Can you trust at-home COVID tests? We asked doctors when they’d use them

Coronavirus

Boxes of BinaxNow home COVID-19 tests made by Abbott and QuickVue home tests made by Quidel are shown for sale Monday, Nov. 15, 2021, at a CVS store in Lakewood, Wash., south of Seattle. After weeks of shortages, retailers like CVS say they now have ample supplies of rapid COVID-19 test kits, but experts are bracing to see whether it will be enough as Americans gather for Thanksgiving and new outbreaks spark across the Northern and Western states. (AP Photo/Ted S. Warren)

(NEXSTAR) – As holiday travel kicks into high gear, many are relying on at-home COVID testing kits to help them know if it’s safe to gather with friends and family. But after two million of them were recalled over accuracy issues, you may be wondering if the at-home route is reliable.

First and foremost, the accuracy of the test depends on your ability to follow instructions, says Dr. Jaquelin Dudley at the University of Texas. Most of the tests come with very specific step-by-step instructions – and you should follow them. Make sure you’re swabbing both nostrils for the appropriate amount of time and waiting 15 minutes to see the results.

When used properly, the at-home antigen tests catch about 85% of COVID cases, reports the New York Times. They’re better at detecting COVID cases when someone is symptomatic (and therefore has a higher viral load) than someone who is asymptomatic and has a lower viral load.

The sensitivity to COVID-19 presence won’t be as high as a PCR test sent to a lab, but that may be OK for your purposes. Dr. Bob Wachter, chair of the Department of Medicine at the University of California, San Francisco, says he’s a fan of the rapid tests you can find at your local pharmacy, such as BinaxNOW.

“The situation they excel in is one that frequently arises at holidays: you want to know whether an individual not only has COVID but is actively infectious.” explains Dr. Bob Wachter, “A positive test is very good evidence that the person is infectious; a negative test is quite reassuring that they are not.

“This is the test I want to use in that situation – the PCR just takes too long (often days) and is actually more sensitive than you need. It can detect virus at a level so low that the person isn’t infectious.”

Another thing to keep in mind is that a test result – whether it’s from an antigen test or a PCR test – is just a snapshot in time. It only shows a positive result if the virus is detectable in your system at the moment the sample was taken. That means you need to use rapid tests regularly to be sure you’re not infected and/or contagious.

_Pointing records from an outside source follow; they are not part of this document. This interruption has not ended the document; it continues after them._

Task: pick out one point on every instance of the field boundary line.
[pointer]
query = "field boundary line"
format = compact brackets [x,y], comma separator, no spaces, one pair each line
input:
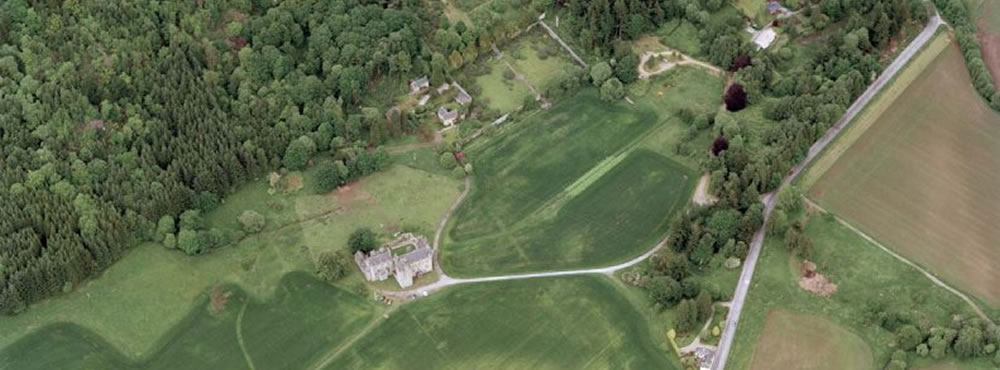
[937,281]
[239,335]
[874,110]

“If I was gathering with eight fully vaccinated and (if appropriate) boosted people, and I trusted that any of them would bow out if they had any symptoms, I wouldn’t use [a rapid test],” says Wachter, as the risk of asymptomatic COVID-19 transmission between fully vaccinated people is very low.

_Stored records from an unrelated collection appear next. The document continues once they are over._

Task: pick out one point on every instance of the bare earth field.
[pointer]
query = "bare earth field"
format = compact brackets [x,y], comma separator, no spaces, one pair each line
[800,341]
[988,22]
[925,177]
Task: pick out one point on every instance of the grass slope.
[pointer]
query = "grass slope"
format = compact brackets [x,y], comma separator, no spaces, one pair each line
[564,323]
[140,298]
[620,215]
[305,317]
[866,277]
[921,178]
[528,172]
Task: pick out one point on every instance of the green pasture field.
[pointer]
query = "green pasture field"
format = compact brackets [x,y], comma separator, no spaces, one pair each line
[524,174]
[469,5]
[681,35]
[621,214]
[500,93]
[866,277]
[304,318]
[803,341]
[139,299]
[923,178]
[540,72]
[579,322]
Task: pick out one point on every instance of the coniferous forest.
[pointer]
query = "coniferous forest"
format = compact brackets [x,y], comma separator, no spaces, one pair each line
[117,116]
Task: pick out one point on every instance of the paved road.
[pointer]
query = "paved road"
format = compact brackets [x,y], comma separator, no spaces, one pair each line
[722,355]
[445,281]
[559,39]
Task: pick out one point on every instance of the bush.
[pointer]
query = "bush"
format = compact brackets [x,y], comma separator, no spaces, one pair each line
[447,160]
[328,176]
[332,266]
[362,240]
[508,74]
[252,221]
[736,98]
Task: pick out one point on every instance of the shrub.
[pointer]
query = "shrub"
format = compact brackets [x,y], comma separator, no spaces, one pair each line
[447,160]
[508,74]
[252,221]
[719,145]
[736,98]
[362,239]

“But if one of the people was not vaccinated, I’d insist that he or she do a rapid test that day and could only come in if negative,” he continues. “I might do the same if someone was vaccinated more than six months ago and hadn’t yet been boosted. And I’d certainly have anyone with a runny nose or any potential COVID symptoms test before being let into the gathering.”

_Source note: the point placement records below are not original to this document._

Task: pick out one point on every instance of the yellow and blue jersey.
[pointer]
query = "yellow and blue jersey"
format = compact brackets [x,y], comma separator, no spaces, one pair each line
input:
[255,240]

Dudley, on the other hand, still prefers to get a PCR test wherever available. If you are relying on rapid testing, she suggests doing your research on the manufacturer to make sure it’s a reputable brand.

“The user should look for information about how the test has been verified. If you can’t tell, ask the pharmacist to help you choose the test,” says Dudley.

Also, if you’re feeling sick, Dudley suggests following any sort of rapid test with a PCR test to confirm the results. In the meantime, you should also stay away from others and contact your doctor.